When it comes to filling out insurance claim forms, medical coders and billers need to be as accurate as possible in the coding they use. The experts at Find-A-Code.com say that irrespective of whether they are filling in ICD 10 or CPT codes, accuracy is absolutely vital. A wrong code could result in a payment being rejected or declined completely, which can have disastrous consequences for the medical facility or the individual patient.
Although there is a massive emphasis on accurate coding, incorrect coding is not the only type of mistake made on insurance claim forms. The following are a few examples:
Insurance claims are often sent back to be corrected because they have missing data. This can happen when a coder comes across a patient file with missing information. They might decide to put the form to one side with the intention of asking the physician for clarification later. For whatever reason, the coder might forget to do this or someone else might collect the form and send it away without checking. Sometimes, digits are omitted from codes, or a diagnosis code may not have been correctly linked to the CPT code. Whatever the reason for the missing information, the claim will not be processed and will usually be sent back to be amended. While rejected claims are preferable to outright denied claims, they still cause delays with payment. This can then have a knock-on effect.
Those who have been coding for many years will inevitably have certain codes memorized. However, coding can and does change quite frequently, so it may be the case that some of the memorized codes have been altered, or even deleted completely. It is up to the coder to double check codes on claims forms before sending them away.
Under-coding occurs when a coder bills for a treatment that is less expensive than the one that was carried out. Although this can often occur accidentally, it is sometimes done deliberately by a medical provider hoping to avoid an audit.
Again, up-coding can occur accidentally by coders new to the job, but it can also be done deliberately if the medical facility is hoping to receive a higher payment for a more expensive treatment than the one that was actually carried out. Both under- and up-coding are considered fraudulent.

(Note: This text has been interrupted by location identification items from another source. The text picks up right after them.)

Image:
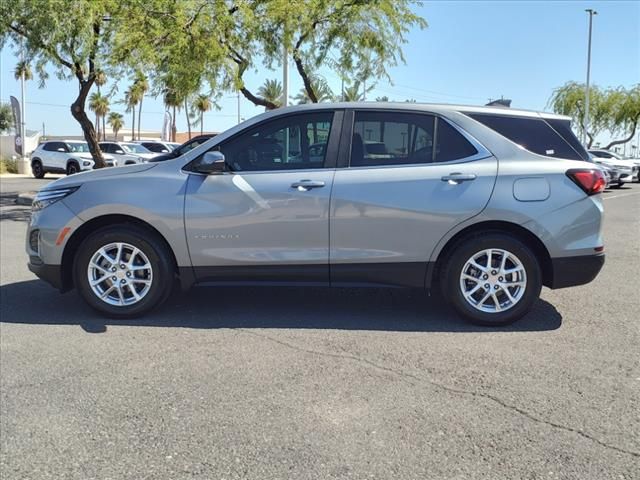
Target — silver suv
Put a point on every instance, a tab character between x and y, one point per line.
488	204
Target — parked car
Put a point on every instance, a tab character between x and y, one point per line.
63	156
630	168
184	148
156	146
127	153
236	210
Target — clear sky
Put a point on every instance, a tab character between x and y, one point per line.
472	51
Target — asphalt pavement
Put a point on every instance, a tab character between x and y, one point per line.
290	383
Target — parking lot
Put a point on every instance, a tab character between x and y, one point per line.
316	383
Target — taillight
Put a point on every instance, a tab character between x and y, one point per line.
590	180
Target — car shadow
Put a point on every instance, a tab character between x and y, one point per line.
34	302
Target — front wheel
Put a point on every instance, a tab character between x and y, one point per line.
123	271
492	279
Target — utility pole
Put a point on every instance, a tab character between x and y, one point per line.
285	76
238	106
23	129
585	122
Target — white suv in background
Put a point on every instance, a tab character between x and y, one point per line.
127	153
66	156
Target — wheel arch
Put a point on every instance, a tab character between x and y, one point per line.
518	231
94	224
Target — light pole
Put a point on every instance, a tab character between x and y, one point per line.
585	122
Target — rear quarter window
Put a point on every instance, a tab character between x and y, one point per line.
533	134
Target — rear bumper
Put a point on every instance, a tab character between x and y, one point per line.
52	274
572	271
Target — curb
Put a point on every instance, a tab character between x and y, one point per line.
25	198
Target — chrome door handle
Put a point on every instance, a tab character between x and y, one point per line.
306	185
457	178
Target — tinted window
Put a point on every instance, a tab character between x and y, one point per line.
393	138
155	147
534	134
289	143
563	128
52	146
450	144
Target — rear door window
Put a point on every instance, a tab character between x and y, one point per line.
533	134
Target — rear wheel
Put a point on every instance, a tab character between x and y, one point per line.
123	271
492	279
37	169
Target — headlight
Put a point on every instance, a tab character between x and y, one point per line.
44	198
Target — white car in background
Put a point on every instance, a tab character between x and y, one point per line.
63	156
157	146
629	167
127	153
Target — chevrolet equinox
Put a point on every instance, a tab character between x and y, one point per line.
486	204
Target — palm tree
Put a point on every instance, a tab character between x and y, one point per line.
23	67
142	85
99	104
172	100
352	92
101	79
202	104
321	88
271	90
131	99
116	122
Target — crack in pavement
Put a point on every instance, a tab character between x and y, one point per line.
404	376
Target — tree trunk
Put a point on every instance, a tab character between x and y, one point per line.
186	112
78	112
140	116
627	139
173	125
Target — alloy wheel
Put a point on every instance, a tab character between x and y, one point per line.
120	274
493	280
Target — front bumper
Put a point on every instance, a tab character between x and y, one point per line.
573	271
52	274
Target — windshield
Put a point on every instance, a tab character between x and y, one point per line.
134	148
78	146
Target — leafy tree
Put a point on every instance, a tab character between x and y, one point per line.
23	67
99	104
116	122
614	110
202	104
74	41
272	92
321	88
6	117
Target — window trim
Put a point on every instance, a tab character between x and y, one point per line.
331	153
482	151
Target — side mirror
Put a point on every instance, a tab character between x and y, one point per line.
211	163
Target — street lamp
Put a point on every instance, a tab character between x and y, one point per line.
585	122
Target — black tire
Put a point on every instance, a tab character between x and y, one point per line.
72	168
37	169
155	250
451	274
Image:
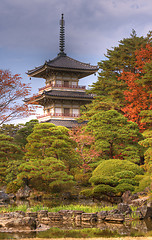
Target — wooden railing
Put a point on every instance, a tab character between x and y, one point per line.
62	86
59	115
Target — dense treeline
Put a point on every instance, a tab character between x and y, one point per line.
112	153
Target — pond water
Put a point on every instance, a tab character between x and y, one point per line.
135	228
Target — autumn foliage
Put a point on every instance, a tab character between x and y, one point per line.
138	94
12	94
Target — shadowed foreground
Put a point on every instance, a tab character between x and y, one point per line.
121	238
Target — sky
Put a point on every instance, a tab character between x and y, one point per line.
29	31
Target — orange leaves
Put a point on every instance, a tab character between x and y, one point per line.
12	94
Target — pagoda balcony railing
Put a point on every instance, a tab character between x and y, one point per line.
62	86
59	115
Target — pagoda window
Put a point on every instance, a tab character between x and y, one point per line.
75	112
66	83
66	111
58	111
59	83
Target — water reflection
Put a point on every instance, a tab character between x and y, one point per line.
135	228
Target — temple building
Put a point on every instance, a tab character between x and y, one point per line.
62	96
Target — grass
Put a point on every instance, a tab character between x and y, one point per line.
87	209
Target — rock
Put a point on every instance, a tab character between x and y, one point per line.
69	196
42	214
55	216
31	214
124	208
137	215
145	211
126	197
140	201
4	197
25	223
23	193
101	216
114	217
88	217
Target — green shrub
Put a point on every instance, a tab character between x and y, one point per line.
112	181
124	187
83	178
128	181
124	174
112	166
14	186
102	189
138	178
114	176
86	193
144	183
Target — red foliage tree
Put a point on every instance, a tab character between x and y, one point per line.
12	94
139	85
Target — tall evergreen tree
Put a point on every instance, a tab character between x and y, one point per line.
122	57
115	136
8	153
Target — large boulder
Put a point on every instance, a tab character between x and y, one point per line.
4	197
23	193
25	223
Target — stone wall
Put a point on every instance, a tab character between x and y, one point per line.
44	220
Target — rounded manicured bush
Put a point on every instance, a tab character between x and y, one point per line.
128	181
112	166
125	174
103	189
112	181
114	176
86	193
124	187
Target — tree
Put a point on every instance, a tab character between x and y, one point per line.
10	129
22	133
122	57
12	91
9	152
115	176
85	147
115	136
48	140
48	174
138	95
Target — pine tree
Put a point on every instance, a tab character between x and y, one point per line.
122	57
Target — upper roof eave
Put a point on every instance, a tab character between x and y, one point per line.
63	63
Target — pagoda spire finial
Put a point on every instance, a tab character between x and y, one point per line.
62	36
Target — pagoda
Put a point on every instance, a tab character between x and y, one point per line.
62	96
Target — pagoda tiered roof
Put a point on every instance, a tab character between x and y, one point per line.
63	63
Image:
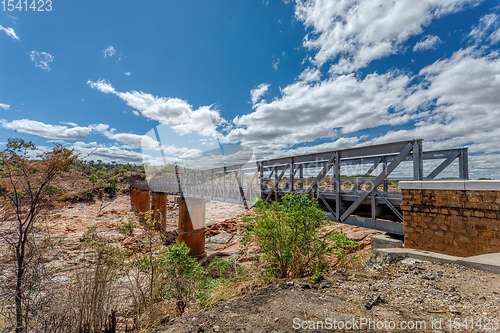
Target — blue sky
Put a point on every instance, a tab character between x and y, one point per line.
281	77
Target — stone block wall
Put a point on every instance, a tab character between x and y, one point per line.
459	218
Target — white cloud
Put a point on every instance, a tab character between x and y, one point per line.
276	62
9	32
42	60
135	140
488	29
103	86
308	111
109	52
359	32
430	42
258	92
109	153
167	110
310	75
45	130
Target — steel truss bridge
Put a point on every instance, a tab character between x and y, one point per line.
370	199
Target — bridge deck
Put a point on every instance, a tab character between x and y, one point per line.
370	199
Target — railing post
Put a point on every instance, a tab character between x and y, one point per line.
418	165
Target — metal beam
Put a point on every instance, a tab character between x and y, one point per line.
443	165
377	181
276	182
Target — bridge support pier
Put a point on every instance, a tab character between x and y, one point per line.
133	199
144	203
192	225
159	209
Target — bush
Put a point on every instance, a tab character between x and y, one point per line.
126	228
172	275
292	237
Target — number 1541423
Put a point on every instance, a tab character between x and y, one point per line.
26	5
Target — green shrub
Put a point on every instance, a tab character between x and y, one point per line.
126	228
172	275
292	237
52	189
88	195
93	178
90	235
187	278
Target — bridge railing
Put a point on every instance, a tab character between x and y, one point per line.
355	186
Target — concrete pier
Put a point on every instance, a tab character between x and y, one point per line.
192	225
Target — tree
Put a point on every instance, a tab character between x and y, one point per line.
26	181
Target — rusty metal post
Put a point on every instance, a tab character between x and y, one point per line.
159	208
192	225
145	203
133	199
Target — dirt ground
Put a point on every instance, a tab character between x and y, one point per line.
444	298
409	295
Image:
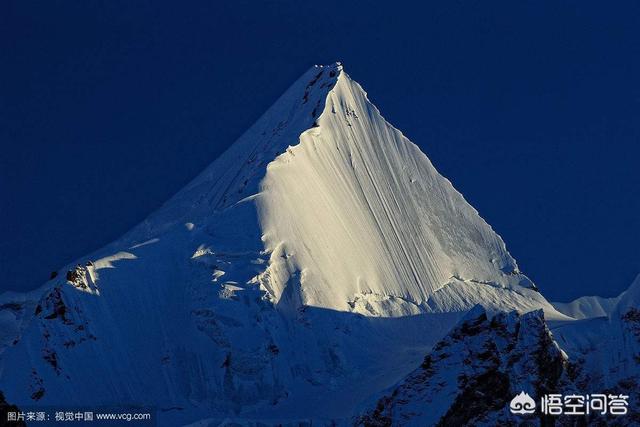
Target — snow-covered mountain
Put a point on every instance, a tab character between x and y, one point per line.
311	267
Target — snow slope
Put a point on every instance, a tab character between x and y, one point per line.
314	263
588	306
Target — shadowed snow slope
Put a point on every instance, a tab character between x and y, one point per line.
313	264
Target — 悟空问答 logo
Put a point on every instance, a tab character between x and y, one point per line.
522	404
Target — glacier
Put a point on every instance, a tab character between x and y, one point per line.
305	271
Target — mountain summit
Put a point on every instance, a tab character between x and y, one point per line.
310	267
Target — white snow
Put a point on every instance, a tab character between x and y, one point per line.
312	265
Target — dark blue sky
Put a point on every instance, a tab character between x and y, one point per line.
532	109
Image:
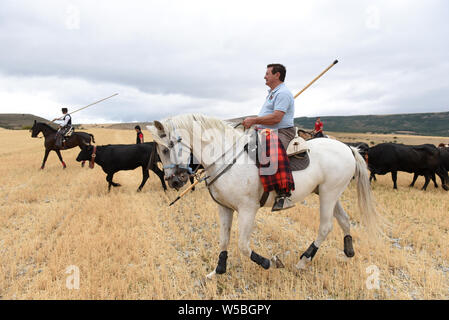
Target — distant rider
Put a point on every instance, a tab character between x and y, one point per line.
64	127
318	132
139	138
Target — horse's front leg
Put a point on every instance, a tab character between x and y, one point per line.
327	205
47	151
246	224
60	159
226	216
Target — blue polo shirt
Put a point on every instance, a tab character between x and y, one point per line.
280	98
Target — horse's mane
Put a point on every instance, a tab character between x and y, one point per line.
186	121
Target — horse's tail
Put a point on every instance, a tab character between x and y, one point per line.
369	215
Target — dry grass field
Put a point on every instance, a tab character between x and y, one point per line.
130	245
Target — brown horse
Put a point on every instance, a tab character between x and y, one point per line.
307	135
76	139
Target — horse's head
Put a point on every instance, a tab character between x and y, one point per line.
35	129
174	151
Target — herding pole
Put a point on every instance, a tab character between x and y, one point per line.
333	64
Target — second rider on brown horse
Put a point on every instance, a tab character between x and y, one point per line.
64	128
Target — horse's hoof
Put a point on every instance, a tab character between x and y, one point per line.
277	262
302	264
211	275
349	249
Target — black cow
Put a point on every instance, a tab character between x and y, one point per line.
362	146
116	157
421	159
444	156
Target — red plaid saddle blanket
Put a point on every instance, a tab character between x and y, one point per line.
274	167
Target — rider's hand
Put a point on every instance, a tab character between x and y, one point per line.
248	122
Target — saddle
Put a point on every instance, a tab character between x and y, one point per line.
297	151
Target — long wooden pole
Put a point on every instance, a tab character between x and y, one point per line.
333	64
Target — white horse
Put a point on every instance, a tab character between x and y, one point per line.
332	167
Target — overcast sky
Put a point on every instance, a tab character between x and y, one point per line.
172	57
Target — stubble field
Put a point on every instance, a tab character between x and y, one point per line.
129	245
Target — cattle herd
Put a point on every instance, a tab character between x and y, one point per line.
421	160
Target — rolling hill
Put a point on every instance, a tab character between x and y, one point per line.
429	124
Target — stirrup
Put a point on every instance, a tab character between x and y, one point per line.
282	202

There are some procedures and treatments that are bundled together under one specific code because they are all related to the same condition. Nevertheless, sometimes coders will bill for each specific treatment or service, which means a higher reimbursement for the medical facility. This is a fraudulent practice.
Services Not Performed
Mistakes happen and sometimes an additional procedure that was not performed is billed to the insurance provider. It could be the result of a slip of the finger when inputting data; this will usually be easily noticed because the service does not relate to any of the other codes on the bill. However, it may be a deliberate act to get a higher payment from the insurance company.
The Importance of Preventing Coding Mistakes
Medical coding needs to be accurate and the best way to avoid errors is to ensure that all forms are double-checked before they are sent for reimbursement. Managers of medical facilities need to implement strategies to cut down on mistakes that could be costly in terms of rejected or denied claims or, worse, financial penalties.
Any mistakes that are considered to be fraudulent will likely result in criminal charges brought against the medical facility and/or the individual coder.